On master @ 58cee73, doProcessors rebinds the batch to whatever each processor returns (batch/batch.go:416-436). A processor that follows the standard Go idiom return nil, err on failure silently wipes the entire batch from accounting: downstream processors receive nil, the final per-item Error scan sees nothing, and only the single stage-wide error is reported — per-item tracking (a documented core feature) is lost. Intentional truncation (Filter) is indistinguishable from accidental loss, so the engine cannot warn.

PR #66 fixes the Filter-specific instance (errored items passed through), but any custom processor can still do this.

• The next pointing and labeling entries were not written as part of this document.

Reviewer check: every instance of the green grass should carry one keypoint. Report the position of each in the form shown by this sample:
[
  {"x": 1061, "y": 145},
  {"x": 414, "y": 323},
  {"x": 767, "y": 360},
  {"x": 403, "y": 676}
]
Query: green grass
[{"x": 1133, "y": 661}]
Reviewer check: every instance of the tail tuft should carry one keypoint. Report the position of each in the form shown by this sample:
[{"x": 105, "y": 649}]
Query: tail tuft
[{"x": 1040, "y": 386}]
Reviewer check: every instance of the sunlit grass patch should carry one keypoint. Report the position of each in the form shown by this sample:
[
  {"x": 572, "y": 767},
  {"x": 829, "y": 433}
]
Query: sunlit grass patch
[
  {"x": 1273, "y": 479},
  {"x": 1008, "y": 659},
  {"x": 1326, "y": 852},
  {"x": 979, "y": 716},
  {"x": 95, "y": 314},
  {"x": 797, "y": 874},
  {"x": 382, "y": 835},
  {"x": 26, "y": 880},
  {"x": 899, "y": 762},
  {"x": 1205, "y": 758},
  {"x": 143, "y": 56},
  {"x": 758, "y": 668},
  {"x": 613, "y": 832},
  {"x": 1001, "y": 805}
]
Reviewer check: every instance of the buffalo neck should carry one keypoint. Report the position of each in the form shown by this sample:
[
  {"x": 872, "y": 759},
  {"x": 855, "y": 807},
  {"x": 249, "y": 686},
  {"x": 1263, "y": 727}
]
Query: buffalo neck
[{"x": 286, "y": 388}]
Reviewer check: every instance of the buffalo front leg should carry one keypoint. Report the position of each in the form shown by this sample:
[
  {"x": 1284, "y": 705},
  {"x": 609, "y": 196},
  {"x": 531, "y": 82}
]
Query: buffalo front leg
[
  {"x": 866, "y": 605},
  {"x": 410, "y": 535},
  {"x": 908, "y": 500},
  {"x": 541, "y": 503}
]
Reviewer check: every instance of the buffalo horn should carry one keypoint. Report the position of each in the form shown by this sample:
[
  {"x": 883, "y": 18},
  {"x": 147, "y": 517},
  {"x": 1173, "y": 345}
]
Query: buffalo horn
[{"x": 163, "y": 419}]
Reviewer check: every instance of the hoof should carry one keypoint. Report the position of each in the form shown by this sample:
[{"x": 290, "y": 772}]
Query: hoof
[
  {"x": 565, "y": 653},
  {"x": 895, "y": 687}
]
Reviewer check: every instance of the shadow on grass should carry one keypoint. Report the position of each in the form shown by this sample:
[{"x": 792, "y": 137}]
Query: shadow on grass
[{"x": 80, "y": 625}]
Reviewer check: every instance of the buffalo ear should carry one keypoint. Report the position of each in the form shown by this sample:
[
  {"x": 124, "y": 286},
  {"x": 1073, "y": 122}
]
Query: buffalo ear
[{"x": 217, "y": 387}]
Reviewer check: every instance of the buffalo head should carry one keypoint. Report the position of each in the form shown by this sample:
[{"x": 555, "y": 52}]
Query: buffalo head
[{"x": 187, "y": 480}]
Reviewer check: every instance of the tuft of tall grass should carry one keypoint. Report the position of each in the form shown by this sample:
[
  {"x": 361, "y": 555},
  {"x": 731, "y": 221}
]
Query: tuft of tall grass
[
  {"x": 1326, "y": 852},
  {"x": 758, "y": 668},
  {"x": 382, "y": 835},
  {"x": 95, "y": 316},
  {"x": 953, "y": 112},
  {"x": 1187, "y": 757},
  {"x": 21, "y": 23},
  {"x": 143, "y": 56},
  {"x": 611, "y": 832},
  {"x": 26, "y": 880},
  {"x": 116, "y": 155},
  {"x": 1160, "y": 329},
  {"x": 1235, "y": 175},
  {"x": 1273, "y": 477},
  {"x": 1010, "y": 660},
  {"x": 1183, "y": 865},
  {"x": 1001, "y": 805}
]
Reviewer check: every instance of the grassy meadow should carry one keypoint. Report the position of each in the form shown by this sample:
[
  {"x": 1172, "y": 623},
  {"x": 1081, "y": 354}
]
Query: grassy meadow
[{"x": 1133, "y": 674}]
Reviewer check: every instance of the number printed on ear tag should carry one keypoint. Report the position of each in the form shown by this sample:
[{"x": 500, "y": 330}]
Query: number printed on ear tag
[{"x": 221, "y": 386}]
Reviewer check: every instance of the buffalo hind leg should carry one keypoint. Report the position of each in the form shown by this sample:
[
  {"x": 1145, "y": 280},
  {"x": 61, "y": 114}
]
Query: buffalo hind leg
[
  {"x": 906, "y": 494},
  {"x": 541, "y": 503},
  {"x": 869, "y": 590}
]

Ask: make the contract explicit and loud on the Processor interface godoc — "return every item you did not deliberately drop; on error, return the input slice, not nil" — and consider having the engine treat a nil return with a non-nil error as "keep previous items" (defensive, zero cost on the happy path).

Relations: #79 (error identity/shape), #77 (processor requirements), PR #66 (Filter instance). From a deep engine review.

Scope addition (from the PR #66 review discussion): the same engine-level guard should also consider returned slices containing nil elements — today a nil item from a buggy processor panics in Transform/Channel/Error and the engine's final error scan. A per-processor nil check was declined on #66 as inconsistent piecemeal defense; if nil tolerance is wanted, it belongs here, in the engine/contract.